The names circulating as the possible “targeted” deans were
School of Architecture and Engineering Technology Dean Rodner B. Wright, School
of Business and Industry Dean Shawnta Friday-Stroud, College of Pharmacy and
Pharmaceutical Sciences Dean Michael D. Thompson, and School of Journalism and
Graphic Communication Dean Ann L. Wead Kimbrough.
There were legitimate reasons to believe that some dean
changes were needed. But the bigger question was whether the Mangum
administration could be trusted to treat deans fairly.
The abrupt resignations of College of Law Dean LeRoy Pernell
and FAMU-FSU College of Engineering (COE) Dean Yaw D. Yeboah in 2015 only added
to doubts about whether Mangum and David were committed to the fair treatment
of professors.
College of Law Dean LeRoy Pernell
Pernell served as the dean of the FAMU law school from 2008
until to June 2015. He led the college to full accreditation from the American
Bar Association in 2009 and full accreditation reaffirmation in 2014.
One of Pernell’s biggest contributions was the creation of
the Academic Success & Bar Preparation Program in 2009. The Bar Exam Success
Training program, a centerpiece of the initiative, helped FAMU’s first-try
passage rates on the Florida Bar dramatically improve over those six years.
After Pernell announced his resignation in 2015, questions
have swirled about whether he was pushed aside despite his strong performance
in order to make way for a replacement who would be less likely to stand firm
against harmful micromanagement.
Florida Bar Exam first-try passage rates took a nosedive
under Angela Felecia Epps, who became the new permanent dean on January 4,
2016. A total of 46.2 percent of the FAMU Law graduates who took the February
2017 Florida Bar Exam passed on their first try. That is the first time the
FAMU first-try passage rate has been below 50 percent since the college’s reopening
in 2002.
FAMU-FSU College of Engineering Dean Yaw D. Yeboah
Yaw Yeboah also stepped down from the COE deanship in 2015.
The announcement came amid a shakeup that handed FSU President John Thrasher
all the cards for deciding the future of the deanship.
Back in 2012, then-FAMU President James H. Ammons and FSU
President Eric Barron agreed to choose Yeboah to head the COE.

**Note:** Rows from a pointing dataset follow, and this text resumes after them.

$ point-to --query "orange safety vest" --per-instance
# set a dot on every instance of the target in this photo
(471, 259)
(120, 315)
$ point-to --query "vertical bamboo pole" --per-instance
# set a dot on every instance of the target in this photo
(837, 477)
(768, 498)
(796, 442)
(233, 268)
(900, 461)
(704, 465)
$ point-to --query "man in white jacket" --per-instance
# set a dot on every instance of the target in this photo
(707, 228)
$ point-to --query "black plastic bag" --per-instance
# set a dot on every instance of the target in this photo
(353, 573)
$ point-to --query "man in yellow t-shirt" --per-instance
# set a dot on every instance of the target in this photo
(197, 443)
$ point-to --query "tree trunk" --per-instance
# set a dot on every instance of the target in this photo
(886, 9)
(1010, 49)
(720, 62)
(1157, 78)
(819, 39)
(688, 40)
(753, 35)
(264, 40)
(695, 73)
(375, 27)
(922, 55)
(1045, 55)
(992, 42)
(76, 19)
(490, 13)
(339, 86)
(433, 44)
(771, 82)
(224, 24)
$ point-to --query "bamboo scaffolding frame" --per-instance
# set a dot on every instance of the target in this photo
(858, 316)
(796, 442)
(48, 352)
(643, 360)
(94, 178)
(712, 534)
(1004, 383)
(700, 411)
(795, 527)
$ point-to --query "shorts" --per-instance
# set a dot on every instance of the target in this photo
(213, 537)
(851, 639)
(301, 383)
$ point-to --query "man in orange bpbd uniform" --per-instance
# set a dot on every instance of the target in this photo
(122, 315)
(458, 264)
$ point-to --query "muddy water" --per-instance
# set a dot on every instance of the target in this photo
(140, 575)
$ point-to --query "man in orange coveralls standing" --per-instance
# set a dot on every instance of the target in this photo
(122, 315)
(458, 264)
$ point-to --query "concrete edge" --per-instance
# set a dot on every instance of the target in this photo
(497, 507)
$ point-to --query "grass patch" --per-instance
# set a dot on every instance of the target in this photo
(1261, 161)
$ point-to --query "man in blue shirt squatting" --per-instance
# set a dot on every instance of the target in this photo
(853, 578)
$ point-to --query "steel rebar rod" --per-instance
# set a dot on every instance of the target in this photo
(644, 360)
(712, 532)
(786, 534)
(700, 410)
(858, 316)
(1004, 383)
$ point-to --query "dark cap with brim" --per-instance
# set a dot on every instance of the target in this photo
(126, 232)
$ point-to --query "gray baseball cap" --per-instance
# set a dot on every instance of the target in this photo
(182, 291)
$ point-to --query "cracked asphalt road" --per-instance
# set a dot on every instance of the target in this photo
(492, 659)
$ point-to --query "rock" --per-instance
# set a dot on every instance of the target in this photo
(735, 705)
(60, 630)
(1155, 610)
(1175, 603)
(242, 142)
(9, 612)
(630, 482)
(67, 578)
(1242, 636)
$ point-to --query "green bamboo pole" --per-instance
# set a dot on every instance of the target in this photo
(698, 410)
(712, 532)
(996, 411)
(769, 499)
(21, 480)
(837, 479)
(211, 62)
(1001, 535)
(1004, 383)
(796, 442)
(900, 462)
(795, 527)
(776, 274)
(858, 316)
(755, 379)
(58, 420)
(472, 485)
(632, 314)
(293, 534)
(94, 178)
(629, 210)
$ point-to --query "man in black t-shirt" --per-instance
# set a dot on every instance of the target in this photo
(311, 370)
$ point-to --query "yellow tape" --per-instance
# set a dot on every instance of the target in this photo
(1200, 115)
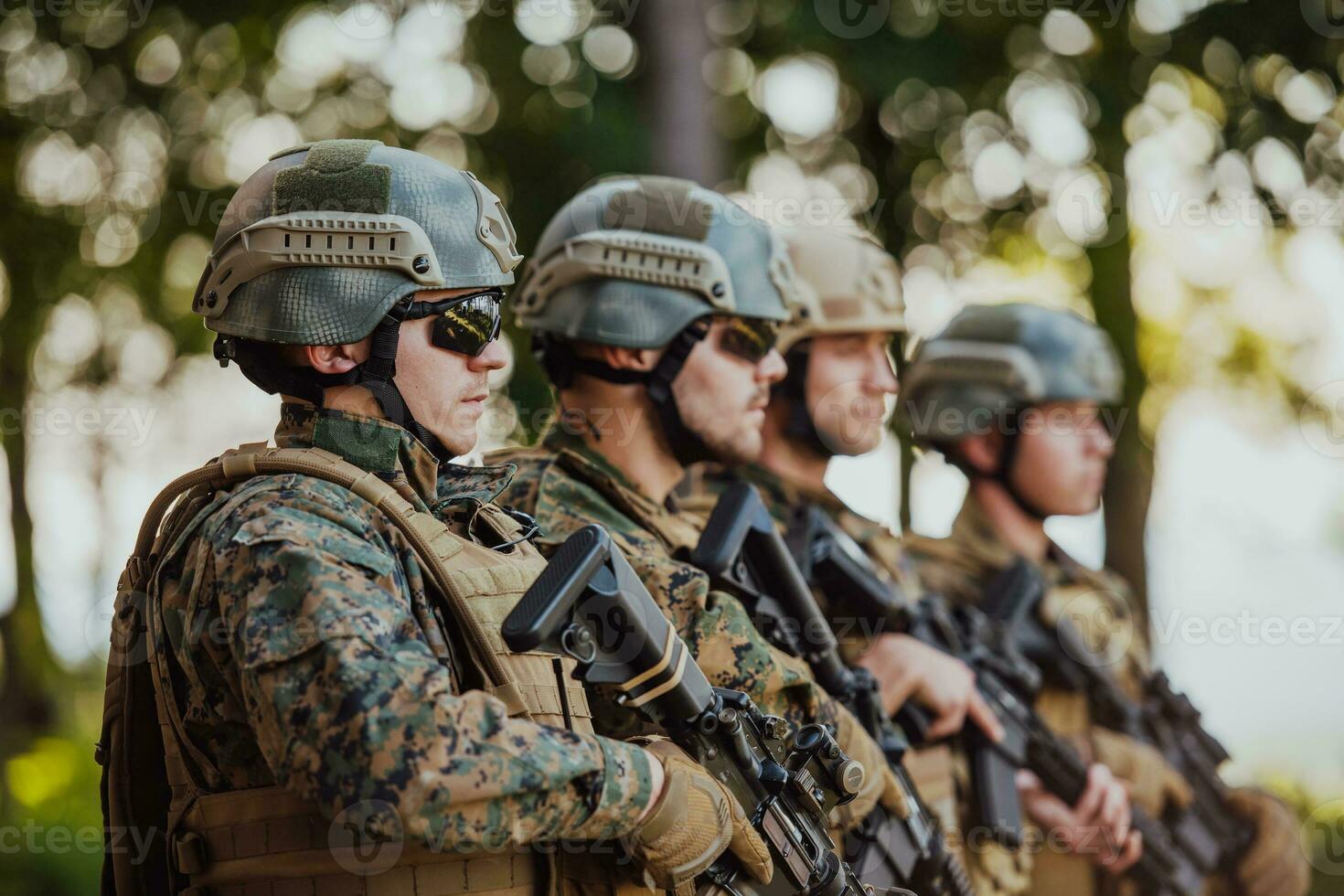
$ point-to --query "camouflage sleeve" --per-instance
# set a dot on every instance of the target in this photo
(726, 644)
(349, 704)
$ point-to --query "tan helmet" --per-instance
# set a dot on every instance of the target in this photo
(849, 283)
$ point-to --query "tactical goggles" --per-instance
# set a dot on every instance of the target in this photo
(749, 337)
(464, 324)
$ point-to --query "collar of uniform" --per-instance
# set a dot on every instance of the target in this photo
(666, 520)
(368, 443)
(783, 495)
(976, 534)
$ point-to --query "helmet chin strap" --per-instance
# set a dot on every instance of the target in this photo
(800, 425)
(1003, 475)
(686, 445)
(375, 374)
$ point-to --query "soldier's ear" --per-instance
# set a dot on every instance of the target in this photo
(336, 359)
(629, 359)
(981, 452)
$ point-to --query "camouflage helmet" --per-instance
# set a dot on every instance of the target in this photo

Ammons liked Yeboah’s proven commitment to historically
black colleges and universities (HBCUs). Yeboah had previously served as an associate
dean at Clark Atlanta University (CAU), an HBCU, and built an engineering
program there. He was also the technical director of the Research Center for
Science and Technology at CAU from 1995 to 2004. One of Yeboah’s
accomplishments at CAU was serving as the co-principal investigator for a
$498,966 National Science Foundation grant for a Computer Science, Engineering
and Mathematics Scholarship Program from 2000 to 2004.

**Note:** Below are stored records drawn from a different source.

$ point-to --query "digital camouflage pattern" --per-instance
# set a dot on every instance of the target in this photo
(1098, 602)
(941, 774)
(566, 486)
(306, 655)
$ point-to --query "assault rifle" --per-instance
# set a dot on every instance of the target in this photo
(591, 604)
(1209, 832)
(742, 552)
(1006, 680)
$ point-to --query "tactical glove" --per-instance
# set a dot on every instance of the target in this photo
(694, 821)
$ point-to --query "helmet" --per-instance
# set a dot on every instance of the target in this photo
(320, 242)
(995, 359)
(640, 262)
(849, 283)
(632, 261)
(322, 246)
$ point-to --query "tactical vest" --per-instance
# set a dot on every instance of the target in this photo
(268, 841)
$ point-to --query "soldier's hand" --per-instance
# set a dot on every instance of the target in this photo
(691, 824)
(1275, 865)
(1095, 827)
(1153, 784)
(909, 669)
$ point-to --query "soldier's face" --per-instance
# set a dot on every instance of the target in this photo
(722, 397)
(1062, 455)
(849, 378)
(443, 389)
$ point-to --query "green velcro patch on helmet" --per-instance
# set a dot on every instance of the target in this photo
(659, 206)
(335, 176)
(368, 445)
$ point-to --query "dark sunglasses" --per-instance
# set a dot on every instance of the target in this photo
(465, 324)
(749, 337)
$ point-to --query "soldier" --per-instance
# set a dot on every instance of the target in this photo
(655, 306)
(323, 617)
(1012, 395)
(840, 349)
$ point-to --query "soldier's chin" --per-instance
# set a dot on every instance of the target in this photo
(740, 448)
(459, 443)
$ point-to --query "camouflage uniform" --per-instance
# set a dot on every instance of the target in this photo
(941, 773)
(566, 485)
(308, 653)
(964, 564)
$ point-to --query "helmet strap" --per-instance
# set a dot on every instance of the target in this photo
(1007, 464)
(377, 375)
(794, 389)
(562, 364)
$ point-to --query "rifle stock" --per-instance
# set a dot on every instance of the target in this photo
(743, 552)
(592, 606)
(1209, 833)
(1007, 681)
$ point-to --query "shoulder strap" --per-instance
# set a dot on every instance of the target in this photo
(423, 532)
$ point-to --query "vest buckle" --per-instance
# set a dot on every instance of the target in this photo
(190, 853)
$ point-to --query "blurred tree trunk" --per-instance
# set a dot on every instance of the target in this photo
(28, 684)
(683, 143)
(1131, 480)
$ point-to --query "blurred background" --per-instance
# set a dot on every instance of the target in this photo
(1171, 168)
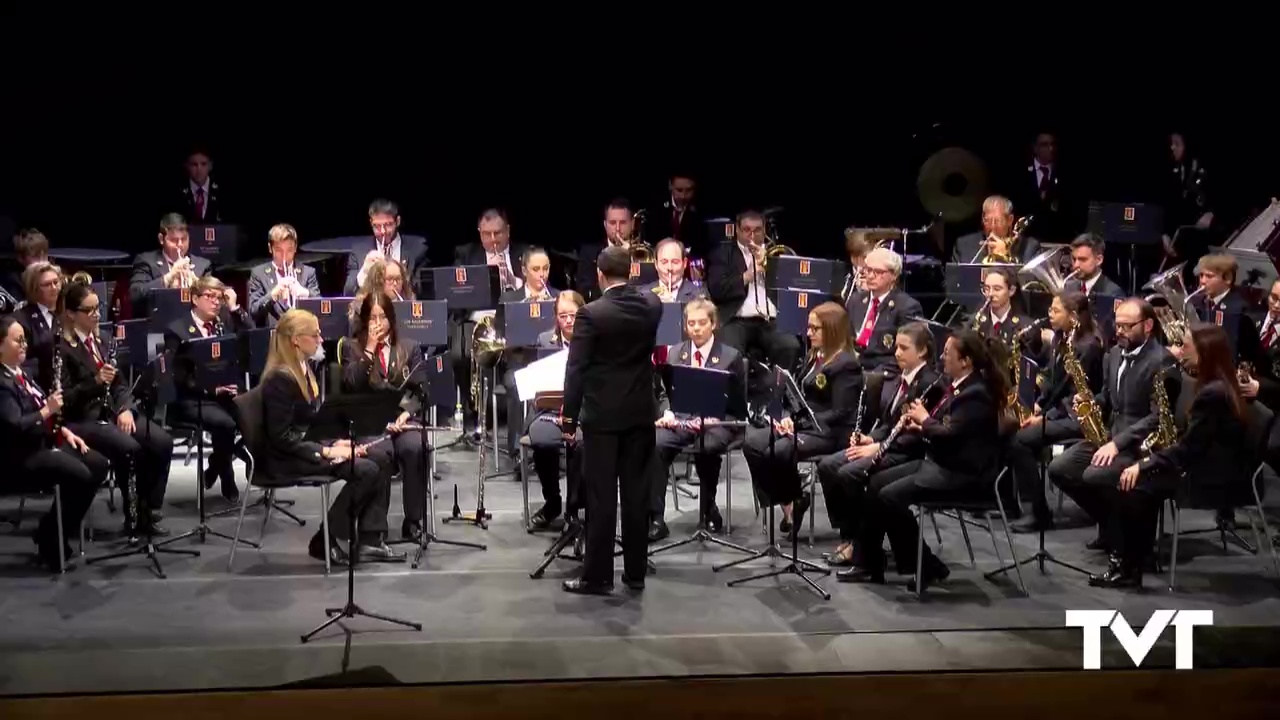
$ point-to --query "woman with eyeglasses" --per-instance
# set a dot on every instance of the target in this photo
(291, 399)
(99, 408)
(37, 451)
(375, 359)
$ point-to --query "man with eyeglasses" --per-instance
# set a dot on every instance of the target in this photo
(214, 313)
(1088, 473)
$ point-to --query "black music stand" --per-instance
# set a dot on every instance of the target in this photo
(794, 566)
(351, 417)
(159, 382)
(214, 363)
(702, 393)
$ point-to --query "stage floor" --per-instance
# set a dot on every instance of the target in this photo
(117, 628)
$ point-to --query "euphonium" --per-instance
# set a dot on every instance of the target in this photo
(1087, 413)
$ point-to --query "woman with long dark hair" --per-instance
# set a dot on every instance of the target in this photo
(963, 436)
(1214, 451)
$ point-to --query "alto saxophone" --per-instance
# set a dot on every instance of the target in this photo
(1087, 413)
(1166, 432)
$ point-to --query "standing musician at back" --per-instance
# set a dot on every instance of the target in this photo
(707, 442)
(1214, 450)
(277, 286)
(1128, 409)
(1005, 313)
(544, 433)
(845, 473)
(1054, 419)
(289, 400)
(736, 285)
(831, 383)
(375, 359)
(99, 408)
(876, 313)
(39, 451)
(671, 285)
(214, 313)
(608, 391)
(961, 436)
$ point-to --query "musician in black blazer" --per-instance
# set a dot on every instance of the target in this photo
(289, 400)
(277, 286)
(831, 382)
(608, 391)
(876, 313)
(387, 242)
(214, 313)
(375, 359)
(1127, 404)
(735, 282)
(44, 283)
(1215, 451)
(679, 432)
(99, 408)
(961, 434)
(1052, 419)
(31, 449)
(544, 433)
(844, 473)
(170, 267)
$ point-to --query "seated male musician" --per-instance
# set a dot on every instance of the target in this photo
(844, 474)
(1052, 419)
(671, 285)
(1223, 305)
(214, 313)
(496, 250)
(1087, 472)
(876, 313)
(387, 242)
(996, 236)
(167, 268)
(676, 432)
(544, 433)
(736, 285)
(277, 286)
(99, 408)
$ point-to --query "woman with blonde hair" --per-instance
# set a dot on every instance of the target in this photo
(289, 400)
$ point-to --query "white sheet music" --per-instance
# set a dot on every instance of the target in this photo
(542, 376)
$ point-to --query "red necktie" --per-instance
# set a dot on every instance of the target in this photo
(869, 324)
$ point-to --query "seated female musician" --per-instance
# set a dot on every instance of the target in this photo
(289, 400)
(1004, 314)
(844, 474)
(30, 445)
(961, 436)
(544, 433)
(374, 359)
(831, 382)
(1052, 419)
(99, 408)
(1214, 451)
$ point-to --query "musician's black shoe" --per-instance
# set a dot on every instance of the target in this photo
(658, 529)
(380, 552)
(579, 586)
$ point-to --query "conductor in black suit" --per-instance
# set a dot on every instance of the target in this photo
(170, 267)
(608, 391)
(387, 242)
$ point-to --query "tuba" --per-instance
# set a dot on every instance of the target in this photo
(1169, 287)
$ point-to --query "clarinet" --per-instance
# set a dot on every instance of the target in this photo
(897, 428)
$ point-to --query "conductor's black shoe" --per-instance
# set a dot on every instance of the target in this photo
(658, 529)
(380, 552)
(579, 586)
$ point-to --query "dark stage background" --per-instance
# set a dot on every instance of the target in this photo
(94, 168)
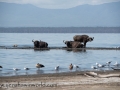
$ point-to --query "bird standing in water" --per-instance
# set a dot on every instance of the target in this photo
(39, 66)
(71, 66)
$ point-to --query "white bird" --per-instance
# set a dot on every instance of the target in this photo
(15, 45)
(16, 69)
(116, 64)
(76, 67)
(71, 66)
(100, 65)
(26, 68)
(39, 65)
(108, 63)
(57, 67)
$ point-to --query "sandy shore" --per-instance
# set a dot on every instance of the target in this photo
(61, 81)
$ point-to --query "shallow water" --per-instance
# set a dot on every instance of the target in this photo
(20, 58)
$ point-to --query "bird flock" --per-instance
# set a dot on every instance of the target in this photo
(106, 65)
(97, 66)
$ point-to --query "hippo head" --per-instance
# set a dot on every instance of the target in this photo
(36, 43)
(68, 43)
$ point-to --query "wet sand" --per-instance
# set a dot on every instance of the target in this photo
(61, 81)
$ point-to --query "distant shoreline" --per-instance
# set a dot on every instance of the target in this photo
(59, 29)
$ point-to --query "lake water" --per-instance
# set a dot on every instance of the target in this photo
(20, 58)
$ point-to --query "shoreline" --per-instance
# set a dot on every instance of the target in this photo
(63, 81)
(63, 48)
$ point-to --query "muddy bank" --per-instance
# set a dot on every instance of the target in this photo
(61, 81)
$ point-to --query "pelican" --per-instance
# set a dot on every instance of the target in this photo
(116, 64)
(93, 67)
(39, 65)
(57, 67)
(100, 65)
(1, 67)
(26, 68)
(108, 63)
(71, 66)
(76, 67)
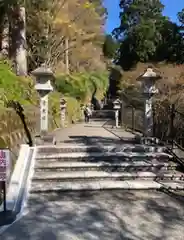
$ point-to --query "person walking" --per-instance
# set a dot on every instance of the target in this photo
(87, 113)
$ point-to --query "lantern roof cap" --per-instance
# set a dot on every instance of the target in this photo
(43, 70)
(149, 73)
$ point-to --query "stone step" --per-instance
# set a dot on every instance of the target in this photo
(96, 155)
(40, 177)
(103, 185)
(47, 165)
(95, 148)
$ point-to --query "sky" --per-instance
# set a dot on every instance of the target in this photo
(172, 7)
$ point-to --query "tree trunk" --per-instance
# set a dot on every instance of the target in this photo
(17, 26)
(4, 34)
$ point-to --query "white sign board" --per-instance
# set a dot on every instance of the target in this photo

Yeboah had emphasized the diversity component of the COE
mission during his short time as the dean beginning on July 1, 2012. He spoke
on a regular basis about the need to increase diversity at the college and in
professional engineering jobs. Yeboah was also advocating for more funds to help
bring the average salaries of FAMU engineering professors up to that of FSU
engineering professors.
The work for additional funding for FAMU engineering
professor salaries has continued since Yeboah left. But the new top focus of
the COE appears to be Thrasher’s goal of helping FSU become one of the top 25
public universities.
Less than three years after Yeboah started, a June 2015
press release said that he, as a professor with tenure at FSU, would step down
on July 31. Mangum agreed to jointly appoint an FSU associate dean as Yeboah’s
interim replacement. She then agreed to jointly appoint former FSU presidential
candidate J. Murray Gibson as the permanent dean on a FAMU tenure line.
At a July 21, 2015 FAMU BOT committee meeting, Mangum said
“our daily involvement in the College of Engineering will emanate from the
leadership position of Dean of the College of Engineering.” But if Gibson is
still working toward the goal of becoming the president of FSU, there’s little
chance that he will take any risks to help FAMU that might hurt his relationship
with the FSU BOT.
Yeboah’s exit from the deanship appears to have nothing to
do with how well he did his job and everything to do with the political dealings that cleared the way for Thrasher and the FSU BOT to take hold of the
direction of the COE.
The suspicious exits of Pernell and Yeboah hurt Mangum’s
credibility with many FAMU faculty and alumni. Job performance, not politics,
is supposed to be the basis for making decisions about deans.